How illogical it is, to be a parent. How frustrating, how repetitive.

How rewarding.

(Trip & T'Pol tell Elizabeth a bedtime story.)

Notes:

Note: this takes place in a universe where Elizabeth didn't die (obviously). It operates on the assumption that Phlox offered Trip and T'Pol a home on Denobula, where they have been raising her alongside his family. Not sure how possible that would be in reality but this is fanfiction, babey :D

Work Text:



“Tell me the story of the night I was born,” Elizabeth says. Demands, really, although if asked she would deny any such thing. Elizabeth is nearly seven years old — in Earth years, that is, which is how Trip insists on counting her birthdays — and she has been listening well to her mother.
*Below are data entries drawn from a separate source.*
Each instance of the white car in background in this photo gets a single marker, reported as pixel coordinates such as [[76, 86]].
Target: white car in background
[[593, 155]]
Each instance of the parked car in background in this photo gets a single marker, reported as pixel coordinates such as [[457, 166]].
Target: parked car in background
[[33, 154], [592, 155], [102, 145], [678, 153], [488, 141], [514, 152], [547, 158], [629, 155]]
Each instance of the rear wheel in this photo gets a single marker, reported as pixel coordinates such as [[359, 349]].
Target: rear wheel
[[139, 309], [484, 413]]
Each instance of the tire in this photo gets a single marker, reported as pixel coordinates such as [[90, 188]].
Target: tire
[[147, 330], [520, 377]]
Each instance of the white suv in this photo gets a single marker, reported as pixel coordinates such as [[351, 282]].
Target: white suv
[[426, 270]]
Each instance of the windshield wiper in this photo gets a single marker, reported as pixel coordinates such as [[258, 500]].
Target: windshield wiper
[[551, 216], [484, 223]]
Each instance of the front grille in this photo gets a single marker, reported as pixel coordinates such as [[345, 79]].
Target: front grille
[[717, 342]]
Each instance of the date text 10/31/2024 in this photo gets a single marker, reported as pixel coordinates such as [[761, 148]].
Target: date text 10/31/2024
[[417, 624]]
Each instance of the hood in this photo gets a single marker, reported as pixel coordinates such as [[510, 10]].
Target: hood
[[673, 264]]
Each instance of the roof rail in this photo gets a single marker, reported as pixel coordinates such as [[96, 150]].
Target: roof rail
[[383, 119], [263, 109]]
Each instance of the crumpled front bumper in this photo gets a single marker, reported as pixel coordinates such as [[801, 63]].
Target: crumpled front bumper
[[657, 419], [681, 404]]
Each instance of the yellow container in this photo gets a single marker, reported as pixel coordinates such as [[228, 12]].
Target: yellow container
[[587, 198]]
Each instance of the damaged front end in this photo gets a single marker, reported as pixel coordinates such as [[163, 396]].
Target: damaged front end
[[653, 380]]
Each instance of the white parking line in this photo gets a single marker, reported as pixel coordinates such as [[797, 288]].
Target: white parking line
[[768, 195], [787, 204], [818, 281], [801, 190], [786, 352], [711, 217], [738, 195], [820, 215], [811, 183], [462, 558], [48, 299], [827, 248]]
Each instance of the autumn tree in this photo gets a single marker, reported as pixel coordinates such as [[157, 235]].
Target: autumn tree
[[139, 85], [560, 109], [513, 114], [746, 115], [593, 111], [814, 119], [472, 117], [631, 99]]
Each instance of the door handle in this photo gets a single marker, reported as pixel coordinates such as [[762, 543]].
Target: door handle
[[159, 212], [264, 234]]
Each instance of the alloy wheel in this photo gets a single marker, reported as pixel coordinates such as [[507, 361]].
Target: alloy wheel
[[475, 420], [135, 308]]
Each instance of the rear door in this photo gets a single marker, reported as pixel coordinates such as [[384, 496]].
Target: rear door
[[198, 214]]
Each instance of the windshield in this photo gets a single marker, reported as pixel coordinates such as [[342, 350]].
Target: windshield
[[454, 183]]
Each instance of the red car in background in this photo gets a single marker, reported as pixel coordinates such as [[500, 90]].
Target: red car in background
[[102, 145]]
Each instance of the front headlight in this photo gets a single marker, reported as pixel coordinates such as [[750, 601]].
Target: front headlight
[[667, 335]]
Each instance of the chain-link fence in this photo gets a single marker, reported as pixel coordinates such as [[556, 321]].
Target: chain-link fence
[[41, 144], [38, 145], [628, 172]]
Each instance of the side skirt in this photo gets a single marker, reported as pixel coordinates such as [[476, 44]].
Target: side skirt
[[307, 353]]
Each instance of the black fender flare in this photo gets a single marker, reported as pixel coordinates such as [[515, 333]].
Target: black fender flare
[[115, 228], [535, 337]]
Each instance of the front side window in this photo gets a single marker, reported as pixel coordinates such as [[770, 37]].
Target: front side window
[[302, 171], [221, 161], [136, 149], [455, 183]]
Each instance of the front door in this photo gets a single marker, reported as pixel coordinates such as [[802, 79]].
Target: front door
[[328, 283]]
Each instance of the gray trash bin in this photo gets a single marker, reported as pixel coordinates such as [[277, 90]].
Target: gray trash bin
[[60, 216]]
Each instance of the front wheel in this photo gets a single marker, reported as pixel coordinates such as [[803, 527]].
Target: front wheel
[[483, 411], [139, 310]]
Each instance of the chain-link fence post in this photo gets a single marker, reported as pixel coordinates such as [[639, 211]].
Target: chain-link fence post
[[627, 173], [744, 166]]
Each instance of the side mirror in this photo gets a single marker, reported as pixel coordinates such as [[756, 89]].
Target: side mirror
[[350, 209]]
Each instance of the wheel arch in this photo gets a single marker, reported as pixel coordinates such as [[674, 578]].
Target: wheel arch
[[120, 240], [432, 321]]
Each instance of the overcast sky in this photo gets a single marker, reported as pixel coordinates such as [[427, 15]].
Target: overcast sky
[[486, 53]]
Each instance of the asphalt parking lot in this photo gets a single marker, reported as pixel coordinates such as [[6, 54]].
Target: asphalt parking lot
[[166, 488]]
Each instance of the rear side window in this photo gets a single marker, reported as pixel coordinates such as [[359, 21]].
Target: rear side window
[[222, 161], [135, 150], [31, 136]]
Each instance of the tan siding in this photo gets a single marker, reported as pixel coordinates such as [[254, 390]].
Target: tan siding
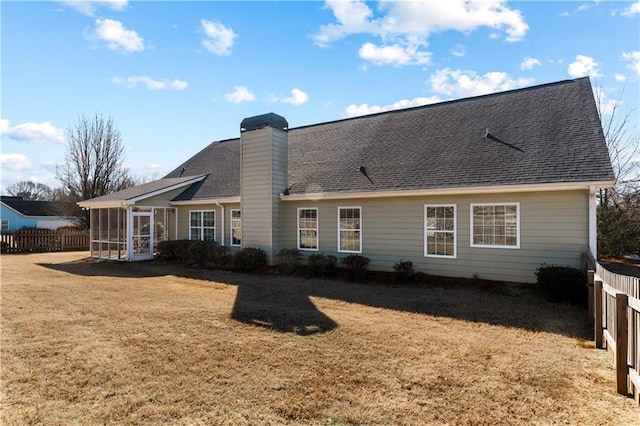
[[263, 177], [553, 230]]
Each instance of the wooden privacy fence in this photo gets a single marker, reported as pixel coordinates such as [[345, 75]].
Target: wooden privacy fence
[[616, 313], [44, 240]]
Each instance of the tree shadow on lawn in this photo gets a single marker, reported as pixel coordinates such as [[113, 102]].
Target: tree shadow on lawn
[[283, 303]]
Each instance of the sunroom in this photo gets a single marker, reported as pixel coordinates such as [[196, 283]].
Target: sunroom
[[129, 224]]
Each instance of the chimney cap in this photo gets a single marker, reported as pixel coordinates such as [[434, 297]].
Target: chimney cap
[[265, 120]]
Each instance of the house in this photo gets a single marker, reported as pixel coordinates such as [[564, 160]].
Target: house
[[17, 213], [489, 186]]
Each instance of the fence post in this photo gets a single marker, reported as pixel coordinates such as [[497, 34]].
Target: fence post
[[622, 341], [590, 295], [597, 307]]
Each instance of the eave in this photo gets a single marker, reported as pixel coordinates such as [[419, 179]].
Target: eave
[[560, 186]]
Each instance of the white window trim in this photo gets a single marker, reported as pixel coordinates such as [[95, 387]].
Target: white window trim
[[455, 231], [231, 228], [361, 226], [202, 227], [317, 229], [515, 247]]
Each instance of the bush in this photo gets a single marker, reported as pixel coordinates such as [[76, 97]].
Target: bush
[[222, 255], [289, 260], [174, 250], [404, 271], [562, 284], [200, 252], [356, 267], [249, 259], [321, 265]]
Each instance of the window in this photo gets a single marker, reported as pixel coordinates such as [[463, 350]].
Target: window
[[440, 230], [349, 229], [236, 227], [308, 229], [202, 225], [495, 225]]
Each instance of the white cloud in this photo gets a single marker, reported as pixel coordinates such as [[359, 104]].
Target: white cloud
[[634, 61], [14, 162], [298, 97], [583, 66], [529, 63], [459, 50], [393, 55], [240, 94], [459, 83], [118, 38], [404, 27], [89, 7], [163, 84], [364, 109], [32, 132], [218, 38], [634, 9]]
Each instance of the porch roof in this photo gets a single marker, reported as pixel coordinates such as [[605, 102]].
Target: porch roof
[[130, 196]]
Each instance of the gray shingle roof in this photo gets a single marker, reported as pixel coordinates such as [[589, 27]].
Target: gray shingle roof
[[549, 133], [31, 208], [544, 134]]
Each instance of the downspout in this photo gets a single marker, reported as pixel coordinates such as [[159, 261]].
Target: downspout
[[593, 222], [222, 221]]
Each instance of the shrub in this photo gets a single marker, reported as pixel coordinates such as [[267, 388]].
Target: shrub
[[249, 259], [321, 265], [404, 271], [562, 284], [174, 250], [222, 255], [200, 252], [289, 260], [356, 267]]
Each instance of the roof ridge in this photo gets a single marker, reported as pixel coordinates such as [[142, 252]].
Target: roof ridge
[[450, 101]]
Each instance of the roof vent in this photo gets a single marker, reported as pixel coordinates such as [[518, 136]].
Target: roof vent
[[262, 121]]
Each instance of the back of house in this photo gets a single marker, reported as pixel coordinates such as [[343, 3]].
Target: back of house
[[491, 186]]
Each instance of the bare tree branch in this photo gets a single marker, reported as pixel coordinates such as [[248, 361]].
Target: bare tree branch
[[94, 160]]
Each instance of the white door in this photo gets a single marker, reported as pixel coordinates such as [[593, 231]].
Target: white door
[[142, 236]]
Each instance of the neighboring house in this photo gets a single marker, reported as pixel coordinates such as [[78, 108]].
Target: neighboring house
[[490, 186], [17, 213]]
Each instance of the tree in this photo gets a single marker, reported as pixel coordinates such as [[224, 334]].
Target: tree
[[32, 191], [93, 163], [619, 207]]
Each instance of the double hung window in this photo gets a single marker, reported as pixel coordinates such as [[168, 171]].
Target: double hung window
[[440, 230], [495, 225], [308, 228], [236, 227], [350, 229], [202, 225]]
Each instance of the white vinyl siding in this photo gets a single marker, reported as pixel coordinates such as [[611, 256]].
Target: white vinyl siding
[[236, 227], [440, 230], [308, 229], [495, 225], [350, 229], [202, 225]]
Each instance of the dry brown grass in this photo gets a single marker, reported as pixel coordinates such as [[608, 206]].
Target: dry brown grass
[[88, 342]]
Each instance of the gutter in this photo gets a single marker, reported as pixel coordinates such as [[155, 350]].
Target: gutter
[[561, 186]]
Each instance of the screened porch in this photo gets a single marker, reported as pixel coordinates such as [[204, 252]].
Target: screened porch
[[131, 233]]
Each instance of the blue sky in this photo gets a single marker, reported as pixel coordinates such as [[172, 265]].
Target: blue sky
[[176, 76]]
Vulcans do not make demands. Particularly not impetuous ones.

“Sure thing, darlin’,” her father agrees easily, demand or no, nudging her over to sit next to her on the bed. It’s bedtime for Elizabeth, but still sound filters in from the open window. What sounds like the rest of the household is laughing and talking, and at least two different types of music are playing. This planet is never quiet, but Elizabeth has no problem sleeping through it — she’s never known anything different. Trip has gotten used to it too, by now, but Elizabeth’s mother still struggles. In a few years she will ask Elizabeth how she feels about moving to a brand new planet, but they aren’t quite ready yet, still cocooned here in a bubble of safety. “Where should I start?”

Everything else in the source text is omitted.